4.3.4. Impact of Sensing Modality
To assess the contribution of depth-aware geometric information to LLM-driven navigation, we compare two sensing configurations: the multimodal setup combining LiDAR and vision (used in all other experiments), and a vision-only baseline. The former provides the model with coarse geometric cues derived from sectorized LiDAR ranges, while the latter relies exclusively on image input.
Table 6 summarizes quantitative results across all initial positions.

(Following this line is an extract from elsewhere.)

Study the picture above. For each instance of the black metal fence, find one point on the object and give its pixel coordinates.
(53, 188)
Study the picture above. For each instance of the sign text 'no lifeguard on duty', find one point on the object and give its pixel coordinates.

Overall, the multimodal configuration demonstrates more robust performance. It achieves higher Success rates in four out of five positions and consistently yields higher trajectory Scores, indicating more stable, goal-directed motion. This advantage is most pronounced in Positions 1 and 2, where the addition of LiDAR appears to help the model avoid ambiguous or unsafe forward motions. In more challenging layouts (e.g., Position 3), both configurations struggle.
Interestingly, the vision-only system matches or marginally outperforms the multimodal setup in an isolated case (Position 4), where it achieves a near-optimal Score. This suggests that when visual structure is clear and the environment is free of occlusions, RGB cues alone may suffice for consistent navigation. However, the reduced Success in other positions highlights the susceptibility of the vision-only configuration to depth ambiguities, especially in cluttered or geometrically constrained layouts.
4.3.5. Effect of History Conditioning on Performance
In this ablation, we assess how different amounts of historical context influence the decision-making performance of the LLM. Four configurations are compared: providing no history, one previous step, two previous steps, or the full trajectory history. Note that, as anticipated, the full-history configuration is the one used in the experiments. The quantitative results are reported in
Table 7.
When no history is supplied, the model must rely exclusively on the current multimodal observation. This often leads to short-sighted or inconsistent behaviours, reflected by generally low scores and limited task success. Supplying one or two previous steps results in small improvements for certain tasks, but the impact remains limited and unstable across the entire benchmark.
The best performance is achieved when conditioning on the full trajectory history. This setting enables the LLM to maintain coherent long-horizon plans, recover from ambiguous states, and interpret the evolution of its past actions and observations. Notably, success rates increase substantially for Tasks 1, 2, and 4, confirming that temporal context is crucial for robust navigation and reasoning.